Yesterday, while President Obama was out stoking the flames of racial enmity, Michael Gerson wrote a fine column about the problem that everyone is ignoring:
One issue in particular cries out for attention while receiving almost none. Our politics moves from budget showdown to cultural conflict to trivial controversy while carefully avoiding the greatest single threat to the unity of America: the vast, increasing segregation of young, African American men and boys from the promise of their country.
America is in the process of managing, accommodating and containing a crisis that should be intolerable. More than 50 percent of young black men in inner cities are now dropping out of school — making high school graduation the exception to this dismal new rule. They consequently lag behind other groups in college attendance and graduation. Their rates of incarceration are disproportionately high and rates of workforce participation disproportionately low. “For virtually each outcome considered,” Harry Holzer of Georgetown University has written, “young black men now lag behind every other race and gender group” in the United States.
The problem has gotten worse for decades, in good economic times and bad. Others benefited from the tight labor markets of the 1990s. African American men did not. By 2004, more than half of all black men in their 20s were unemployed. And the size of this problem gets consistently underestimated, since employment figures exclude the incarcerated. A problem that seems insoluble is thus rendered invisible.
For Barack Obama it’s a grand opportunity to fulfill the promise of liberalism and to help his most loyal constituency.
If the reelection of President Obama is to mark a new era of liberal governance, let’s at least have some causes worthy of the liberal moral impulse. The one advantage of a social challenge on this scale is that it offers broad opportunities for creative policy: promoting early childhood education and parenting skills; encouraging youth development and mentoring; expanding technical education and apprenticeships; fostering college enrollment and completion; offering greater opportunities for national service; extending wage subsidies to low-income, noncustodial fathers; reforming sentencing and easing prisoner reentry. When there is a canyon to fill, just about everyone can usefully take a shovel.

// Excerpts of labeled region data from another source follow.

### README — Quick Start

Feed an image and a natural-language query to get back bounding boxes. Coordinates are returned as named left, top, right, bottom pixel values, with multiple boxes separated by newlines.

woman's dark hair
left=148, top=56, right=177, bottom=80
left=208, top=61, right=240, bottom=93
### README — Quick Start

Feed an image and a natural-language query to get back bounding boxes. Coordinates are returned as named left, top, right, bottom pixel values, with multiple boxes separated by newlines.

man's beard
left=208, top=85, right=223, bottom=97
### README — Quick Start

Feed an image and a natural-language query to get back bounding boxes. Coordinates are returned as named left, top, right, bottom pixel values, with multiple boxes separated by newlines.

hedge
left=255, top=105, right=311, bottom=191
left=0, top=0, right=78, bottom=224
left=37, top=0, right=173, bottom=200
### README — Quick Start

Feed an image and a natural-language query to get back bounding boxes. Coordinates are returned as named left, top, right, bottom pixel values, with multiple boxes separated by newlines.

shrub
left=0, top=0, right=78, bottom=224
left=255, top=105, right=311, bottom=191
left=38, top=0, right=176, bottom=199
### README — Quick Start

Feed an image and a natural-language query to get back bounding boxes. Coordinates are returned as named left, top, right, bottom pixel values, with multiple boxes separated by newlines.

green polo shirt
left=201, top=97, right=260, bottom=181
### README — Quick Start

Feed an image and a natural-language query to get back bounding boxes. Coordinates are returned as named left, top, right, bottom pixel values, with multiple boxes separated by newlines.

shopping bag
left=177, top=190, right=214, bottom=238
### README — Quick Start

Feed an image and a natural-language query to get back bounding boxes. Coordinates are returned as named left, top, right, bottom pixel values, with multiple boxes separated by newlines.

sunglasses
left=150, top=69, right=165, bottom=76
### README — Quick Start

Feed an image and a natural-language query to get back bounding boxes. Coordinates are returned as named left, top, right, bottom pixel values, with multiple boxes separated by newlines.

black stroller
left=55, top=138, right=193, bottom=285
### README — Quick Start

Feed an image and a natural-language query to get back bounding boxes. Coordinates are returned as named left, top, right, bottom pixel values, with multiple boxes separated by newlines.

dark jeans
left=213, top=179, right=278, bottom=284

A large presidential initiative on this topic would have an influence beyond policy. It would encourage understanding for some Americans who currently attract little of it. It would allow Obama to solicit conservative input and engage religious institutions. And it would be a powerful way to dispel the second-term blues.
On this as on many other issues, Barack Obama is more demagogue than leader. His great skill is manipulating the national mood. To do as Gerson suggests would require political courage and leadership. Up until now Obama has never shown any. There is no reason to believe that he will start now.